A Revocable Living Trust can be used to effectively reduce if not avoid the need for the probate of an estate in Florida – provided that the Trust is adequately funded and that all the remaining assets in the estate carry independent beneficiary designations.

However, when your largest asset is real property, the use of a special kind of deed, known as a life estate deed, may be considered as an option to avoid the probate process given the cost effectiveness of such a deed. This is so provided that your real property is not mortgaged, that the beneficiaries to whom you want your real estate conveyed to following your death are adults who do not receive certain types of government benefits, and that you would like your property distributed immediately upon your death with no restrictions as to when or how the real property is to be used following your death.

But… what exactly is a life estate deed? 

There are two types of life estate deeds in Florida that work similarly.  The main difference is that the first type of life estate deed, known as a beneficiary deed or transfer-on-death deed allows you to keep a life estate and transfer a remainder interest (the estate that remains after your death) to the person(s) who will inherit your real property.  This means that you would have the right to occupy and use the property during your lifetime, including the right to receive any monies generated by the property since these deeds don’t take effect and transfer property to the beneficiary(ies) until after death.  However, the one limitation of a “regular” life estate deed is that you give away unilateral control of the property, meaning that you may not sell, mortgage or transfer such real property without the consent and joinder of the beneficiaries you have named on the deed.  This means that your beneficiaries’ creditors may place a lien on your property since they cannot claim the home as their homestead property.  Moreover, if any beneficiary passes away or goes through divorce, his or her spouse may also claim an interest in such real property.

Contrast this with the second type of life estate deed which is also available in Florida, known as an enhanced life estate deed or Ladybird Deed (the Florida lawyer who created this type of deed apparently named it after President Lyndon B.  Johnson’s wife, known as “Lady Bird” Johnson).  Unlike with regular life estate deed, you as the owner retain complete control over the property during your lifetime.  This means that the enhanced life estate deed allows you to sell, mortgage or transfer your property during your lifetime without the consent of the beneficiaries you have named on such deed.  In addition, with an enhanced life estate deed, you need not pay any gift taxes because you have the unilateral right to cancel the remainder interest conveyed to your beneficiaries.  Another benefit of an enhanced life estate deed is that it doesn’t count as a transfer and generally won’t make you ineligible for Medicaid as long as you express your “intent to return” even after being taken to a nursing home (the “intent to return” can be expressed in the form of an affidavit or letter signed by you), and even if you do not express the “intent to return”, your home may be considered as an exempt asset for Medicaid eligibility as long as your spouse or relative occupies it when you’re not around. Notwithstanding the foregoing, you should always consult with your lawyer prior to signing this type of Deed for Medicaid purposes. In practice, this is the way it works:  You as the owner of your real property have a deed drafted which named your beneficiaries as the Grantees.  You retain a life estate upon the property with the right to sell any time you want without the permission of any of your beneficiaries.  You may revoke the Deed at any time, and, if (and only if) the property is not sold, mortgaged or otherwise transferred during your lifetime,  it will pass on to your named grantees (beneficiaries) without the need for probate.

Therefore, an enhanced life estate deed enables your real property to pass to the persons you have designated on such deed immediately upon your death without any Court interference, while allowing you to retain a life estate – the right to live in such property for the remainder of your life.    In addition to the protection from probate mentioned above, this type of Deed will also provide you with the following benefits:


  1. Conveyance of the remainder interest: You may sell, transfer, or mortgage the subject real property during your lifetime, or otherwise cancel the remainder interest for any reason whatsoever, since your beneficiaries do not receive legal title to the real property until you die.   This means that you will continue to be the owner of the subject property until you die, and should you decide to sell during your lifetime you would be under no obligation to notify the beneficiaries named in the enhanced Life estate deed.

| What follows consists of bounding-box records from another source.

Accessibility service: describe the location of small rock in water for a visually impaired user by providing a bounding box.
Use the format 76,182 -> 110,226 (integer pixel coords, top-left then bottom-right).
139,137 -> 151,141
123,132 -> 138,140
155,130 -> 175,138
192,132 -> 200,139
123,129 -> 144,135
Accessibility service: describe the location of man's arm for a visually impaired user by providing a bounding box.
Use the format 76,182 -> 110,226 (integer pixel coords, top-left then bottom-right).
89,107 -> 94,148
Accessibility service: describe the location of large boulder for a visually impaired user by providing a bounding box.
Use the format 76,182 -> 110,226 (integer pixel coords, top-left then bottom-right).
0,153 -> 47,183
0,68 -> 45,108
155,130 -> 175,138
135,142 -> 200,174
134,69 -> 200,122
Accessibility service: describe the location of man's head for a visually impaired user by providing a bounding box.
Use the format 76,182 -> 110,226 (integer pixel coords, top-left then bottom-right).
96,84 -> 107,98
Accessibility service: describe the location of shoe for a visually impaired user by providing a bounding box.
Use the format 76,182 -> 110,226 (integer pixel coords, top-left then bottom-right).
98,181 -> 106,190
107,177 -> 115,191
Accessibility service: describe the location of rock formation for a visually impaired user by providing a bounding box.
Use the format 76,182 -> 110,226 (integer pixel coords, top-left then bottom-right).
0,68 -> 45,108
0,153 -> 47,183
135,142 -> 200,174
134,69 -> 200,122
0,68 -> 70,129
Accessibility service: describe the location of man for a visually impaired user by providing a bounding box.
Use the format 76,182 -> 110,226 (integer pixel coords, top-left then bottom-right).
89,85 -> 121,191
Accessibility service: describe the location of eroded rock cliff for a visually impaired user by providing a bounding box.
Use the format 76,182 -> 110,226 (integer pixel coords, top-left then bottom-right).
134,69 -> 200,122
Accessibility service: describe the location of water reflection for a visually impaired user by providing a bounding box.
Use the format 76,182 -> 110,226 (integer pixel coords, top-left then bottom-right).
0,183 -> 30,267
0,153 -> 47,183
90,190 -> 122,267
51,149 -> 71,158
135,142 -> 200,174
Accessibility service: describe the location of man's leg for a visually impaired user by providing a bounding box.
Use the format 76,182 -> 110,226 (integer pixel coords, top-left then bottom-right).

2. Protection from creditors: It protects the property from the beneficiaries’ creditors during the grantor’s                           lifetime. The creditors cannot place a lien on the property (including judgment liens and tax liens), because                   the beneficiaries have no interest during the grantor’s lifetime.

3.No capital gains tax:  Your beneficiary inherits the property as a “stepped-up” basis, which is the value of the                property on the day you pass away. If your beneficiary sells your home, obviously there will be no capital                        gains  and hence your beneficiaries do not have to pay any capital gains tax.

4.Flexible rights:  You are legally entitled to sell or transfer your property as a gift any time you wish to do so                    without having to obtain the permission of any beneficiary. You may also take out a mortgage on the                                property  or cancel the remainder interest.

The foregoing benefits of the above life estate deeds offer a viable, subject to the restrictions stated herein, can provide a less expensive alternative to a Revocable Living Trust, as long as your real property is to  be distributed outright to your beneficiaries and without any special instructions for distribution.